The most common adverse effects of tramadol include dizziness, sedation, seizures, nausea, vomiting, and constipation (84). Ruoff demonstrated that a slow initial titration of tramadol improves tolerability and reduces the discontinuation rate owing to nausea, vomiting, dizziness, or vertigo (96). Tramadol was titrated to 200 mg per day in 1 day, 4 days, or 10 days. Patients with the 10-day titration rate (increased by 50 mg every 3 days to a total of 200 mg per day) had the fewest discontinuations.
Seizures have been reported with tramadol therapy (97). Risk factors for seizures include dosages above the recommended range, concurrent therapy with certain medications (e.g., tricyclic antidepressants, selective serotonin reuptake inhibitors, opioids), or use in patients with a history of seizures (89).
Tramadol can be administered as needed for relief every 4 to 6 hours, not to exceed 400 mg per day. For patients older than 75 years, not more than 300 mg per day in divided doses is recommended. For all patients with a creatinine clearance less than 30 mL per minute, it is recommended that the dosing interval be increased to 12 hours, with a maximum daily dose of 200 mg. The recommended dose for patients with cirrhosis is 50 mg every 12 hours (98). The tramadol and acetaminophen combination (Ultracet) is administered in doses of two tablets every 4 to 6 hours, to a maximum daily dosage of eight tablets. For patients with a creatinine clearance less than 30 mL per minute, it is recommended that the dosing interval be increased not to exceed two tablets every 12 hours.

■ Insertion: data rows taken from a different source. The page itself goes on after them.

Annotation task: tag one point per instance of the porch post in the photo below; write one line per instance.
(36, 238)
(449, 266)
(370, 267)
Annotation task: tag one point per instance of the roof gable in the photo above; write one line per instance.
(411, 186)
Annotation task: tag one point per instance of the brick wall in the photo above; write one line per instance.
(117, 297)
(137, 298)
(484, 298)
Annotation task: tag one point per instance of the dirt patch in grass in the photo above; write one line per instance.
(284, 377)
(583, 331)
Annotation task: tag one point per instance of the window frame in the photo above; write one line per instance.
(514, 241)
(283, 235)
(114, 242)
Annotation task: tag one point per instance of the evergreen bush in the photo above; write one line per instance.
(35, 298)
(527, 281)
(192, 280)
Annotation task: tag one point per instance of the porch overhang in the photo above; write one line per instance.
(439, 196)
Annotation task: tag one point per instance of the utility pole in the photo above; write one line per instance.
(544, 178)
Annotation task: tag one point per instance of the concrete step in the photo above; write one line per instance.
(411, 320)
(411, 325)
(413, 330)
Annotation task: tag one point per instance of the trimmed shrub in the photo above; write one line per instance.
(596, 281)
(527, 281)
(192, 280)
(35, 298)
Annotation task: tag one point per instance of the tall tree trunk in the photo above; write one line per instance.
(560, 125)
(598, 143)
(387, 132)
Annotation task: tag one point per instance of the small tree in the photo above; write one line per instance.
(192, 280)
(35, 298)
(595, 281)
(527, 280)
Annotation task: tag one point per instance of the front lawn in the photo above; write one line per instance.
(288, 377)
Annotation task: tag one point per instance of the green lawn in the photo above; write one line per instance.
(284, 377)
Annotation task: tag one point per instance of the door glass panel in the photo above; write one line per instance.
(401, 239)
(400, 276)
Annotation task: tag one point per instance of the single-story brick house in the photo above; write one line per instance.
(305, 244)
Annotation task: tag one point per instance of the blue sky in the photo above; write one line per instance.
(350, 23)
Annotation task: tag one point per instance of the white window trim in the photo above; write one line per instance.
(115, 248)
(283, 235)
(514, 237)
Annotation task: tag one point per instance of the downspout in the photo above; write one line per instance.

Tramadol is an effective analgesic for moderate pain; it may be used after acetaminophen or NSAID failure or in combination with acetaminophen or NSAID. It is an option prior to opioid therapy, but for patients whose pain exceeds the analgesia provided by tramadol, opioid therapy should be strongly considered.
Prescribers should be mindful of the total daily acetaminophen dose if the combination tramadol and acetaminophen dosage formulation is utilized. Tramadol dosage should be titrated slowly to minimize adverse effects, and there should be adherence to dosing guidelines for older adults.